Hip-hop is traditionally unkind to aging artists. 2012 is drawing to a close. Fat Joe is talking about Instagramming hoes and LL Cool J is making songs with the word “ratchet” in the title. It’s embarrassing. Not everyone ages as gracefully as Jay-Z. Or Birdman, depending on who you ask. Enter Big Boi and his second solo effort, Vicious Lies and Dangerous Rumors. On Sir Lucious, he proved that he isn’t going to be one of these guys who gets older, gets desperate, and ends up doing nothing but looking the part. Not only that, but he dodged a curse that’s traditionally even worse: going from duo to solo. Now that he’s working on establishing his solo legacy, Big Boi shows us that he won’t let the sophomore curse beat him either.
There were high expectations for Big Boi’s first solo LP because he was in one of the most acclaimed hip-hop groups of all time. He managed to expand on the sound we all loved without merely emulating it. The album pounded and marched and swung in all directions. What I’m saying is, expectations are still high for Big Boi—maybe higher than ever. What this album doesn’t sound like is some kind of direct sequel to Sir Lucious. Vicious Lies and Dangerous Rumors was originally titled Daddy Fat Saxx: Funk Soul Crusader, which instantly brings to mind those pounding, marching, swinging (and smooth!) sounds of its predecessor. Sure, the title might have been changed shortly after Big Boi got busted with a bunch of Viagra, but it makes sense out of that context.
Vicious Lies is a much quieter album. Big Boi’s extreme likability isn’t his only asset. He’s probably one of the only guys in the game who could bring together a few random indie acts you may not be familiar with, like Phantogram, a few you might be (Little Dragon, Wavves), and throw them on/next to songs with Kelly Rowland and B.o.B. (both of whom can be cringe-worthy these days) and make it work. The album brags no trendy, big name producers, leaving Big Boi free to do pretty much whatever the hell he wants to do. The result is a well-paced, easily accessible piece of work.

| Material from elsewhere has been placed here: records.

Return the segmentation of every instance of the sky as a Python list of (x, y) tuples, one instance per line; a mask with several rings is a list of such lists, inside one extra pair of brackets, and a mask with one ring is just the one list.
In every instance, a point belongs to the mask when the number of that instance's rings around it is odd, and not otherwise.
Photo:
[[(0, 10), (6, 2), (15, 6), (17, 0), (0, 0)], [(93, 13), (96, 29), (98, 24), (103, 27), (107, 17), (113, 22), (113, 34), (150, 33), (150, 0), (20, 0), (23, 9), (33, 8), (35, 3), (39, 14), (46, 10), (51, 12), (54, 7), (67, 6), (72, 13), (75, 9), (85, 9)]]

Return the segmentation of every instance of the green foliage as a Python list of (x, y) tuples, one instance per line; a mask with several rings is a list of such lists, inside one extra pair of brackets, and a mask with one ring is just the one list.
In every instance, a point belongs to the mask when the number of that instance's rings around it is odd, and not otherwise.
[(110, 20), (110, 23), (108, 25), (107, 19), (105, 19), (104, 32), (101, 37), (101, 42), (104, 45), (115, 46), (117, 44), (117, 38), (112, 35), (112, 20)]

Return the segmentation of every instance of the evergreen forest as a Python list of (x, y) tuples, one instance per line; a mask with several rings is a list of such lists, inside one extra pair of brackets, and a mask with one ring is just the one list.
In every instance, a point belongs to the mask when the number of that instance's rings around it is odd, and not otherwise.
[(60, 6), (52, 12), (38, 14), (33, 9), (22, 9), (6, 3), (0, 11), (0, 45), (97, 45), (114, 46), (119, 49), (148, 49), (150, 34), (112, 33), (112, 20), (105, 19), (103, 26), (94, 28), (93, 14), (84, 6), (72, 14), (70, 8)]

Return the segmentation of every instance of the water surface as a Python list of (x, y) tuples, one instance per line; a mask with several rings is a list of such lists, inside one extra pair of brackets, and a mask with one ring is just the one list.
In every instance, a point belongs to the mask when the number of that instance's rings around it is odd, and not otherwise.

The great hooks are everywhere. “Apple of My Eye,” “CPU,” and “Shoes for Running” are just a few examples. Big Boi’s singing on “Raspberries” is simultaneously hilarious and heartbreaking. The only truly weak song on the album is “In the A.” On an album like this one, with its consistent top-notch production, the beat is lazy and monotonous, and General Patton’s self-quoting hook leaves a lot to be desired. Big Boi and T.I. deliver verses that aren’t anything special, but it’s not until we hear Luda that the song really crashes and burns. He caps it off with a line about not being “out-rapped” that’s so poorly delivered all you can do is laugh at how untrue it is.
Lyrically Big Boi has been better, but that’s not so important here. This is the most atmospheric project he’s ever released, and his flow remains immaculate. His talents as an auteur are clearly well-developed. How great is it to see such a legendary guy ignoring genre trends not once, but twice in a row? Instead of being written off by the system like so many others, Big Boi is building a solo career that could end up being as impressive as his run with Outkast. If that doesn’t inspire other rappers, especially those in similar positions, I don’t know what will.